Esse contraste torna-se ainda mais evidente quando Banks, já em Xangai, recebe a notícia de que sua mãe talvez ainda esteja viva, mantida em cativeiro desde que ele era criança. Essa revelação — improvável e quase absurda após tantos anos — impulsiona uma das sequências mais simbólicas do romance: a jornada de Banks por uma cidade destruída, em meio a combates e escombros, à procura de uma casa onde sua mãe supostamente estaria presa. A cena, longa e carregada de tensão, assume contornos de alucinação. O detetive, até então racional e preciso, perde-se em meio a becos e ruínas, guiado mais pela esperança infantil do que por evidências concretas.
Essa busca é claramente metafórica. O que Banks procura não é apenas sua mãe, mas um sentido para o próprio passado — uma chance de corrigir ou resgatar algo que se quebrou em sua infância. Sua caminhada por uma cidade em guerra, tentando encontrar algo que talvez nunca tenha existido, expressa a tentativa humana de reconciliar-se com memórias dolorosas — e o fracasso quase inevitável dessa tentativa. A Xangai destruída, onde ele insiste em procurar ordem e respostas, representa um mundo em ruínas que se recusa a obedecer à lógica da nostalgia.

O estilo de Ishiguro é sutil e contido, com uma prosa que evita exageros e dá espaço para o leitor captar o que está implícito. Ele prefere sugerir, provocar dúvidas, em vez de oferecer certezas. A linguagem é direta, mas não simplista; carrega uma melancolia constante, como se os personagens sempre estivessem à beira de compreender algo essencial — e falhassem no último instante.

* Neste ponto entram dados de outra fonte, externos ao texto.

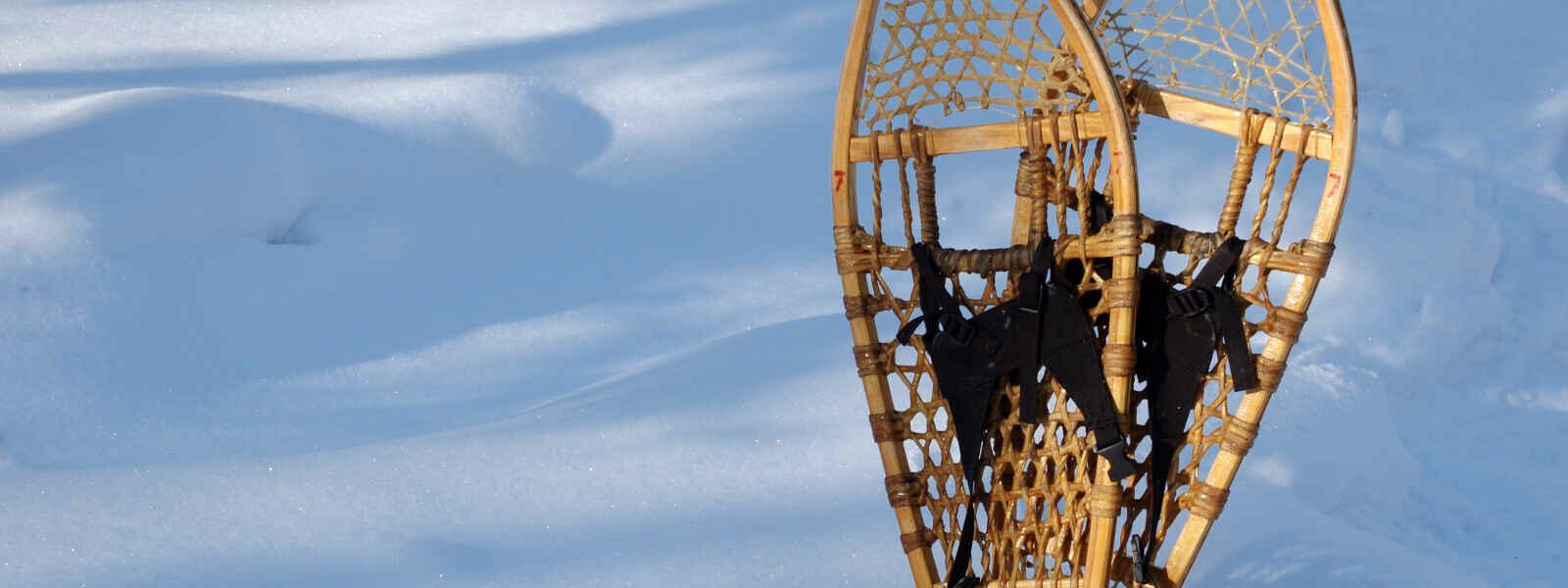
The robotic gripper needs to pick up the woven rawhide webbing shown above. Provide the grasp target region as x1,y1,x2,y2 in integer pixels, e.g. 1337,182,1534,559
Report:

Para leitores que preferem tramas com desfechos claros e explicações diretas, Quando éramos órfãos pode parecer uma leitura exigente. Ishiguro evita soluções fáceis e trabalha com ambiguidades — muitas perguntas ficam em aberto, e a verdade é sempre filtrada pela subjetividade do narrador. No entanto, apesar de ter sido pré-selecionado para o Booker Prize, o romance recebeu críticas por sua suposta banalidade, e o próprio autor chegou a afirmar: “Não é o meu melhor livro”. Ainda assim, vale a pena embarcar nessa leitura: o que Ishiguro oferece em troca é uma experiência literária rara, que desafia nossas certezas e nos faz refletir sobre como construímos nossas memórias, nossas perdas e nossas histórias.
[1] ISHIGURO, Kazui. Quando éramos órfãos. Tradução José Marcos Macedo. São Paulo: Companhia das Letras, 2017.